Discussion (2): Comment peut-on favoriser un accouchement eutocique? Encourager et permettre la déambulation au premier stade de travail et la position d’accouchement en décubitus latéral. Généraliser l’accompagnement de la parturiente par une doula. D’autres études seraient utiles sur la méthode de poussée, notamment avec ou sans ouverture de la glotte.
Discussion (3): Techniques anténatales susceptibles de prévenir les IPP? Le massage périnéal: pas de réel bénéfice. Entraînement du périnée en cours de grossesse: Résultats contradictoires. Les ECR de Reilly, Morkved, Gorbea Chavez montrent un effet immédiat: l’IU de grossesse n’est pas une fatalité. D’autres études seraient souhaitables.
Discussion (4): Quelles indications l’épisiotomie garde t-elle? Aucune des grandes indications de l’épisiotomie ne résiste à titre systématique à l’analyse de la littérature. L’épisiotomie médiane n’a plus de légitimité. Le CNGOF souhaite voir le taux d’épisiotomies baisser en dessous de 30%. L’OMS recommande un taux acceptable de 10% des AVB.
Discussion (5): Antécédent de déchirure sévère: césarienne de principe? Confiance ou désir exprimé par la femme pour un nouvel AVB? Morbidité propre à la césarienne? Protéger les femmes qui ont eu une déchirure du 4ème degré, ou en cas de suspicion de macrosomie.
Discussion (6): Place et efficacité de la rééducation périnéale postnatale? Messages à faire passer aux patientes: Le périnée est un muscle comme les autres, qui perd de sa tonicité quand il n’est pas entraîné. La continence retrouvée n’est pas acquise. Les exercices périnéaux devraient faire partie intégrante de l’hygiène de vie, au même titre que la pratique régulière d’un sport. Chaque femme devrait connaître l’existence de ce muscle, savoir le contracter et le décontracter.

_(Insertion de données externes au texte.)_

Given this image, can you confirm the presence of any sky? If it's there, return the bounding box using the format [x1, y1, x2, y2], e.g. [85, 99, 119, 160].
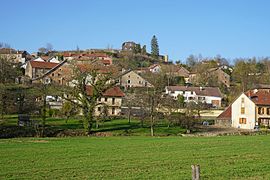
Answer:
[0, 0, 270, 62]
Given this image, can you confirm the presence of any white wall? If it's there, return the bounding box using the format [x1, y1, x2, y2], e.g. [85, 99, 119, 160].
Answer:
[232, 93, 256, 129]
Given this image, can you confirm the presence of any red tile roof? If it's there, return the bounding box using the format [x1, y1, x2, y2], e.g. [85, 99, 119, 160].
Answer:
[217, 105, 232, 120]
[30, 61, 59, 69]
[245, 89, 270, 105]
[167, 86, 222, 97]
[86, 86, 125, 97]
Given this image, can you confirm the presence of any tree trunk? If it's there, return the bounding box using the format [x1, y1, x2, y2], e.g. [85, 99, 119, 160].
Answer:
[128, 109, 131, 124]
[41, 95, 46, 137]
[150, 116, 154, 136]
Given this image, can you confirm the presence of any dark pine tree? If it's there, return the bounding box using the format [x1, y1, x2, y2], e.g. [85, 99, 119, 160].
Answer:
[151, 35, 159, 58]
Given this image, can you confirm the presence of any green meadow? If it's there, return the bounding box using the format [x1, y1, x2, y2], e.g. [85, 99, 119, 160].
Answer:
[0, 135, 270, 179]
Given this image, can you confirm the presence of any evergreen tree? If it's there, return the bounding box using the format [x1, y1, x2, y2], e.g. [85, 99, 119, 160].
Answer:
[142, 45, 147, 55]
[151, 35, 159, 58]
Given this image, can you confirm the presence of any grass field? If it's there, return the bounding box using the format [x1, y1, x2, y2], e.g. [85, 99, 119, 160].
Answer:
[0, 115, 186, 138]
[0, 135, 270, 179]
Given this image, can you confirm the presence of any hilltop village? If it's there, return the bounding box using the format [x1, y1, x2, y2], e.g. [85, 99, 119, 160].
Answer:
[0, 36, 270, 135]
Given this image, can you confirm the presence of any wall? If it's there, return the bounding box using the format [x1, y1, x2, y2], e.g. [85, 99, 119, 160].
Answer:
[232, 93, 256, 129]
[121, 71, 152, 87]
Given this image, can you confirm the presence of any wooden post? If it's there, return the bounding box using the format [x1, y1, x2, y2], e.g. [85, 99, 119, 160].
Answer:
[191, 165, 200, 180]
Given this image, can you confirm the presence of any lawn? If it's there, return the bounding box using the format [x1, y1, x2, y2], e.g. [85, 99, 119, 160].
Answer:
[0, 115, 186, 138]
[0, 135, 270, 179]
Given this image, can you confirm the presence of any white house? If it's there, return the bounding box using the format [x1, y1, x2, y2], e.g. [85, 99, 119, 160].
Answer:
[149, 64, 161, 73]
[165, 86, 222, 107]
[226, 89, 270, 129]
[231, 93, 256, 129]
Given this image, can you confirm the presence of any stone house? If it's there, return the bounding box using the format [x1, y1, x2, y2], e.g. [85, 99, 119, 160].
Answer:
[119, 70, 153, 88]
[165, 86, 222, 107]
[228, 89, 270, 129]
[86, 86, 125, 116]
[208, 68, 231, 87]
[0, 48, 29, 63]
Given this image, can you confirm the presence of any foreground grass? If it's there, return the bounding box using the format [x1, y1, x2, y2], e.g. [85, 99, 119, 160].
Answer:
[0, 136, 270, 179]
[0, 115, 186, 137]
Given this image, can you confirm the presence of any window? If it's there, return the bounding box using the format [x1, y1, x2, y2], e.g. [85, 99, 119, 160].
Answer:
[239, 118, 247, 124]
[241, 107, 245, 114]
[266, 108, 270, 115]
[258, 107, 264, 114]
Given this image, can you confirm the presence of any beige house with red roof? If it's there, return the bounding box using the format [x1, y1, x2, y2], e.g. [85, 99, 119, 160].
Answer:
[217, 89, 270, 129]
[165, 86, 222, 107]
[86, 86, 125, 116]
[25, 61, 72, 85]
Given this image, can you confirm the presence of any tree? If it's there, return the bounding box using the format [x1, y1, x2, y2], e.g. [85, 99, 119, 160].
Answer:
[62, 101, 77, 123]
[232, 59, 258, 91]
[151, 35, 159, 58]
[140, 73, 166, 136]
[186, 54, 199, 68]
[133, 44, 142, 54]
[64, 64, 115, 135]
[141, 45, 147, 55]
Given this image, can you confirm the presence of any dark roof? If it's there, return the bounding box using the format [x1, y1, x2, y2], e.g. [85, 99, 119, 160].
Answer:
[167, 86, 222, 97]
[0, 48, 17, 54]
[217, 105, 232, 120]
[30, 61, 59, 69]
[86, 86, 125, 97]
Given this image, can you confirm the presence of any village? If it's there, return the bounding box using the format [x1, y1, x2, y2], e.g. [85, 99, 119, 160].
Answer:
[0, 0, 270, 180]
[0, 36, 270, 136]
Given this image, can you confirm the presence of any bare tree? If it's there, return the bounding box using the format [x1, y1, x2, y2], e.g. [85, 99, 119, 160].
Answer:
[62, 65, 115, 135]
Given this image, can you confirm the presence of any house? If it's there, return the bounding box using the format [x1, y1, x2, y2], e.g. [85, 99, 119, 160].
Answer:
[162, 64, 190, 82]
[208, 68, 230, 87]
[122, 41, 137, 51]
[0, 48, 29, 63]
[119, 70, 153, 88]
[215, 105, 232, 127]
[231, 89, 270, 129]
[148, 64, 161, 73]
[25, 61, 72, 85]
[165, 86, 222, 107]
[86, 86, 125, 116]
[25, 61, 59, 79]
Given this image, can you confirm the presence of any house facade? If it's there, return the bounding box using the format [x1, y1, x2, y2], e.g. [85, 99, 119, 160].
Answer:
[86, 86, 125, 116]
[231, 89, 270, 129]
[0, 48, 29, 63]
[209, 68, 231, 87]
[165, 86, 222, 107]
[119, 71, 153, 88]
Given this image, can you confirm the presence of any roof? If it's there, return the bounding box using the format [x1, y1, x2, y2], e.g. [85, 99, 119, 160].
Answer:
[217, 105, 232, 120]
[245, 89, 270, 105]
[0, 48, 17, 54]
[166, 86, 222, 97]
[86, 86, 125, 97]
[30, 61, 59, 69]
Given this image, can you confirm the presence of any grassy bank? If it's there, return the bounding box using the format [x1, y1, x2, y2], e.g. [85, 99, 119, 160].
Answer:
[0, 136, 270, 179]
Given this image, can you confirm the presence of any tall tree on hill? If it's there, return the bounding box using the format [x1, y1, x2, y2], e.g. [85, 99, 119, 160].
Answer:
[151, 35, 159, 58]
[61, 65, 115, 135]
[141, 45, 147, 55]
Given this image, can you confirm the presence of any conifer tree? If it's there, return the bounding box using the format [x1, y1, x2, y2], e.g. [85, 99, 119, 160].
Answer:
[151, 35, 159, 58]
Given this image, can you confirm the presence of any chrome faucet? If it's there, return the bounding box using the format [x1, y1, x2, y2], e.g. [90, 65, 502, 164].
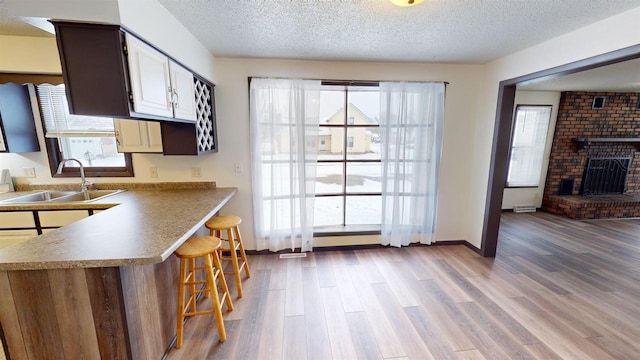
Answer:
[57, 158, 91, 193]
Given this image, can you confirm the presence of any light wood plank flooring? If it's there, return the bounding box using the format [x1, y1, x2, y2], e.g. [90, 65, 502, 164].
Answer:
[168, 213, 640, 360]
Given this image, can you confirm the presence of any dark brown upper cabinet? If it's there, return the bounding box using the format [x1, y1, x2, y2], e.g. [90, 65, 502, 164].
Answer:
[0, 83, 40, 153]
[52, 21, 217, 155]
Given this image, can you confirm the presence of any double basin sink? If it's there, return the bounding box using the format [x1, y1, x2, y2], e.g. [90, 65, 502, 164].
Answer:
[0, 190, 124, 204]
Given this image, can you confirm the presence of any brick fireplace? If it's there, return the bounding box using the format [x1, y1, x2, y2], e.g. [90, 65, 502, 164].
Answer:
[542, 91, 640, 219]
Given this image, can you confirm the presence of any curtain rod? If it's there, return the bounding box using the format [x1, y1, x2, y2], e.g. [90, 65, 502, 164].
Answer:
[249, 76, 449, 86]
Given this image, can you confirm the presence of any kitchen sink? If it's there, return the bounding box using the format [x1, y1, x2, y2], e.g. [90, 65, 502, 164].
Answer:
[51, 190, 124, 202]
[1, 190, 124, 204]
[2, 191, 76, 203]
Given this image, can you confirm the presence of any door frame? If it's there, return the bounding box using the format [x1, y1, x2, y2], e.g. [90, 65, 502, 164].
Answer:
[480, 45, 640, 257]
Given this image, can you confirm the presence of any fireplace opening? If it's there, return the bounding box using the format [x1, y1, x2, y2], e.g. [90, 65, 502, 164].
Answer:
[582, 158, 631, 195]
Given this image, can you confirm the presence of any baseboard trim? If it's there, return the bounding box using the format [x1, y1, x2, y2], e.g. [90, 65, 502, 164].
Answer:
[245, 240, 480, 255]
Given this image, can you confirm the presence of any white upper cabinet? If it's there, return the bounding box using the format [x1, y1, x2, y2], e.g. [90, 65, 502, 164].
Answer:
[169, 61, 196, 121]
[125, 33, 196, 121]
[126, 34, 173, 117]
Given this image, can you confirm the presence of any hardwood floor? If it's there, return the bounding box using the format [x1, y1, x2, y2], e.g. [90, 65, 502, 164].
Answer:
[168, 213, 640, 360]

Discussion (7): Autres pistes de prévention: Substituer progressivement la pratique de la ventouse à celle des forceps. Lutter contre l’obésité, le tabagisme, la constipation chronique. Sensibiliser et éduquer les femmes dès le plus jeune âge.
Discussion (8): Difficultés et limites. Incontinence anale et urinaire: deux problèmes très différents, avec des interactions. Le facteur humain est primordial dans l’expérience de mise au monde, ce qui donne parfois une impression d’irrationnel.
Conclusion: Revoir certaines pratiques obstétricales pourrait permettre de réduire le nombre d’incontinences, anales en particulier. Les femmes enceintes devraient être mieux informées de l’éventualité de troubles de la continences per et post-partum, et des facteurs favorisants et améliorants. À nous médecins de lever le tabou.